In general with GPU's you want to prefer math over memory access. Usually dedicated GPU's are quite disproportionate with regards to their ALU count vs. bandwidth + memory hardware. But of course in reality it depends on the hardware and the workload, so you should be careful not to jump to any conclusions without profiling.
However my bigger concern would be precision. How are you going to store a normal, color, and another byte in just 4 bytes? Typically you'll want at least 16 bit per component for normals.
In general the memory transactions will happen in the background. They're also very fast, don't pollute the CPU cache, don't cause cacheline fighting and can happen while your 3D card is busy doing something else; as the CPU can be doing.
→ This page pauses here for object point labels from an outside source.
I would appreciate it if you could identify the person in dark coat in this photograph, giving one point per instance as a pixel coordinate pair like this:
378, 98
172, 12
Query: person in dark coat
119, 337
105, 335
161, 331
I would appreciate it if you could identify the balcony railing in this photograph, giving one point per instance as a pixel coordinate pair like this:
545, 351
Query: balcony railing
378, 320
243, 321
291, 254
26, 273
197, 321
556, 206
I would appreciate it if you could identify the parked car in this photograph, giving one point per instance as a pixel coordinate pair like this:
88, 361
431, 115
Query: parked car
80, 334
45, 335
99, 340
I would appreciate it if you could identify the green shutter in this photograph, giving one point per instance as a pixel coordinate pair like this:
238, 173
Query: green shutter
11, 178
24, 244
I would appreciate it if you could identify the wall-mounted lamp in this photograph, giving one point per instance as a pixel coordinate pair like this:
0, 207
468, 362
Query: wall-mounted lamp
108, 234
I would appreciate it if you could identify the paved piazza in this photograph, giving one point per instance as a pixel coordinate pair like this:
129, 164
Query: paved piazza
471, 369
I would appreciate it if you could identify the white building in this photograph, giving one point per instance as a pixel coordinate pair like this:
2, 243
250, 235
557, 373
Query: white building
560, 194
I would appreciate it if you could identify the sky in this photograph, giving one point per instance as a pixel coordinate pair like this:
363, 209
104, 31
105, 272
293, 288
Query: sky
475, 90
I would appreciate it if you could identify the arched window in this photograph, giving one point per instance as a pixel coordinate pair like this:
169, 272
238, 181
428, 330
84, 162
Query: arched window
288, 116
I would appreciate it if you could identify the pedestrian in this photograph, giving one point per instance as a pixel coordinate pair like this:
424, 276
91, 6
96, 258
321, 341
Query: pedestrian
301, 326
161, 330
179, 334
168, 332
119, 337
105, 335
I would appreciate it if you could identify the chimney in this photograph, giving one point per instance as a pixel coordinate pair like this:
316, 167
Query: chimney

The CPU is pretty fast at doing tight operations loops, but there will still be tons of branches, cache misses, hyperbus communications and other assorted friction. In addition it can't parallelise the work. Mapping more of the GPU memory, doing simple writes into it and then leaving both devices to get on with more work while other (specialised and faster) parts of the computer hardware deal with the shifting around of memory is definitely the way to go on desktop systems.
If some of the data is constant or not updated often, consider using two buffers -- a frequent and an infrequently changing and use two accesses in the shaders to combine the data. This will reduce the amount of memory which needs to be moved between the devices across the memory busses. This is usually less of a problem in the shaders because the shader cores will each have memory controllers (often one for each buffer), and you're still processing the vertices in linear order so you'll still get good cache read-ahead on them.
 An example would be a skinned model. The texture posn/colour at each vertex will typically not change, it's just the vertex posn that gets updated, so by using two buffers, the memory transmission size can easily be reduced by 2/3.